# Why you should not streetrace



## MelindaV (Apr 2, 2016)

especially against a Tesla 




besides the obvious danger involved to everyone around, it will make you look silly


----------



## SoFlaModel3 (Apr 15, 2017)

MelindaV said:


> especially against a Tesla
> 
> 
> 
> ...


This brought a gigantic smile to my face!


----------



## Daliman (Apr 20, 2016)

Thanks Melinda! You gave me a hearty laugh in the midst of a tough week.


----------



## Gabzqc (Oct 15, 2016)

Wow! Thank you so much for sharing! AWD, every time!


----------



## Watts4me (Nov 25, 2016)

Yeah,when I saw the Tesla make that turn I was like,"will the porche spin out of control?". Lol


----------



## samson (Mar 8, 2017)

I wish the " version's of Model 3 that go much faster - EM" be able to make a porsche or BMW M3. spin their tails off just like big brother......


----------



## ReD eXiLe (Jun 18, 2017)

This is why I refer to those cars as_ 'spinmobiles' _-- it's true!


----------



## JBsC6 (Oct 17, 2016)

With today's active handling I believe the video was a setup for views...

You have to work very hard to spin out like that in any car...

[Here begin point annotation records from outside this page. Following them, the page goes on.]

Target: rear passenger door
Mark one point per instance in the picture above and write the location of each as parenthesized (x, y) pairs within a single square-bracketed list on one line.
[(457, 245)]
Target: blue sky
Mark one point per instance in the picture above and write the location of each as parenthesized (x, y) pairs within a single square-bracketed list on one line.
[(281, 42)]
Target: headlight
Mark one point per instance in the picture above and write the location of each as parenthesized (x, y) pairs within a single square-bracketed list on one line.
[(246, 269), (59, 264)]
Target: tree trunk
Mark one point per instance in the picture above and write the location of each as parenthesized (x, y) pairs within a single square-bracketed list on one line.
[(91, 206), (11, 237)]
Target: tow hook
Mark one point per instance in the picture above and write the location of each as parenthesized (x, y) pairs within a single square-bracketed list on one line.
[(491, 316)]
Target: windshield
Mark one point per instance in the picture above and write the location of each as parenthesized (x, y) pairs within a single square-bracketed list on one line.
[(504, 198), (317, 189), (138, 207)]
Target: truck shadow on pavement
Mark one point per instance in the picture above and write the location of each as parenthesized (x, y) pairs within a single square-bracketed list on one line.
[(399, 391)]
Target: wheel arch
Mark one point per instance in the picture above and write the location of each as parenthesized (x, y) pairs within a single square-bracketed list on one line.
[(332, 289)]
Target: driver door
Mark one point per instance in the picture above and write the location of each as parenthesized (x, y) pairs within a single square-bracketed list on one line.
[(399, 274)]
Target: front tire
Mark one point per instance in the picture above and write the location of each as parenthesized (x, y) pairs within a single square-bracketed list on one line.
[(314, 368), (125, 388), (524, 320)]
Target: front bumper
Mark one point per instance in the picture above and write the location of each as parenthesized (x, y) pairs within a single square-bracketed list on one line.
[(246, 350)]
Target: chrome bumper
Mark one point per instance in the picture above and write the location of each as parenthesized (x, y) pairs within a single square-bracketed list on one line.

Very few people are stupid enough to turn off all the nannies unless they want to induce oversteer and spin...

Every car....


----------



## Dan Detweiler (Apr 8, 2016)

The fidget spinners of the ultra rich!

Dan


----------



## F91 (May 26, 2017)

Porsches since the 550's are notorious for oversteer. It's inherent in their rear engine design. As for electronic nannies, mine can be turned off with a button and often is.


----------